A report last month by TD economist Marc Ercolao said research shows a full-scale implementation of Trump’s tariff plan could lead to a near-five per cent reduction in Canadian export volumes to the U.S. by early-2027, relative to current baseline forecasts.

Retaliation by Canada would also increase costs for domestic producers, and push import volumes lower in the process.

“Slowing import activity mitigates some of the negative net trade impact on total GDP enough to avoid a technical recession, but still produces a period of extended stagnation through 2025 and 2026,” Ercolao said.

Since the Canada-United States-Mexico Agreement came into effect in 2020, trade between Canada and the U.S. has surged by 46 per cent, according to the Toronto Region Board of Trade.

With that deal is up for review in 2026, Canadian Chamber of Commerce president and CEO Candace Laing said the Canadian government “must collaborate effectively with the Trump administration to preserve and strengthen our bilateral economic partnership.”

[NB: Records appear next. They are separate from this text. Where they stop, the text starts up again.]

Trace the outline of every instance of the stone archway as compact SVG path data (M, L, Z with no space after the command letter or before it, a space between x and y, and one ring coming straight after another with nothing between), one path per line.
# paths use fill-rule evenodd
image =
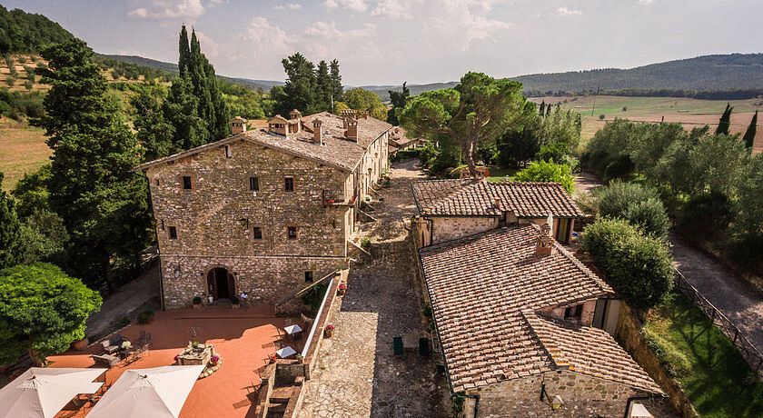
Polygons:
M213 301L230 299L236 294L233 274L225 267L214 267L207 272L207 290Z

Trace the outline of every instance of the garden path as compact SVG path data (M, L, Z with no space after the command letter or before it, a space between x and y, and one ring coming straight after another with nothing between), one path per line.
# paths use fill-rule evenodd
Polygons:
M601 184L590 174L575 177L578 194ZM675 231L669 234L673 264L710 304L723 313L763 353L763 296L723 264L695 248Z

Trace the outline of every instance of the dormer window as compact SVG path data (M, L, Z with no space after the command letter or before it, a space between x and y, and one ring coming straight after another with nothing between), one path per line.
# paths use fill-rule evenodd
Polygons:
M192 190L193 188L193 181L190 175L183 176L183 190Z

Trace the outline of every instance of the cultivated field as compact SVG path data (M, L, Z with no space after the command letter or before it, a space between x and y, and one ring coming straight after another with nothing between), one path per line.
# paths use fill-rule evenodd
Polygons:
M6 117L0 117L0 172L5 174L3 189L11 190L24 176L47 163L51 150L44 131Z
M731 114L731 132L744 133L755 110L763 111L763 99L760 98L725 101L600 95L595 99L596 108L592 112L594 104L592 96L532 97L530 100L538 104L541 101L553 104L561 102L563 108L571 108L580 112L583 116L583 140L593 136L607 121L611 121L616 117L633 121L660 122L664 116L665 122L679 122L687 129L705 124L715 126L727 103L734 106L734 112ZM601 114L604 114L604 120L600 119ZM760 127L758 129L756 148L763 150L763 133L761 133L763 122L758 122L758 125Z

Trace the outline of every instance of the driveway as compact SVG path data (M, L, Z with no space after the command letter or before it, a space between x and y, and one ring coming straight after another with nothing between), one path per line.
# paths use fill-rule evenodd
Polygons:
M305 383L301 417L444 417L448 389L430 359L397 358L392 337L423 335L421 289L408 221L415 206L412 164L393 168L392 185L364 224L373 260L351 269L347 294L332 313L334 334L321 345L318 367Z
M600 185L593 174L575 177L578 194ZM763 297L751 284L738 277L716 259L686 242L675 231L669 237L673 264L710 304L723 313L763 353Z

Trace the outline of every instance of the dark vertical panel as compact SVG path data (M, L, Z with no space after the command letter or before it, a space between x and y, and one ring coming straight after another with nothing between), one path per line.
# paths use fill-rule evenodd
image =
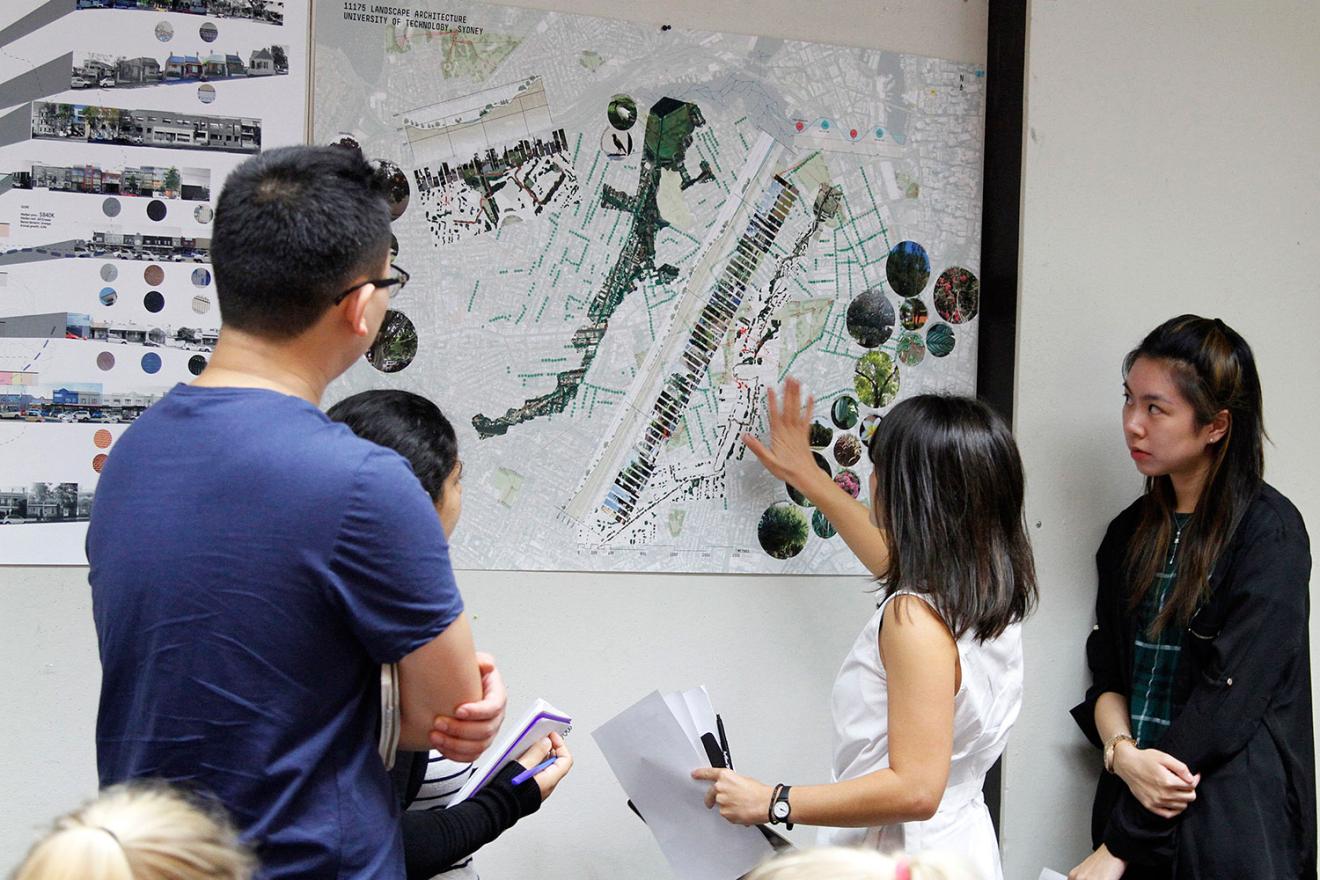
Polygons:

“With an impressive $3.6 billion in daily trade, Canada and the United States are each other’s closest international partners. The secure and efficient flow of goods and people across our border … remains essential for the economies of both countries,” she said in a statement.

“By resisting tariffs and trade barriers that will only raise prices and hurt consumers in both countries, Canada and the United States can strengthen resilient cross-border supply chains that enhance our shared economic security.”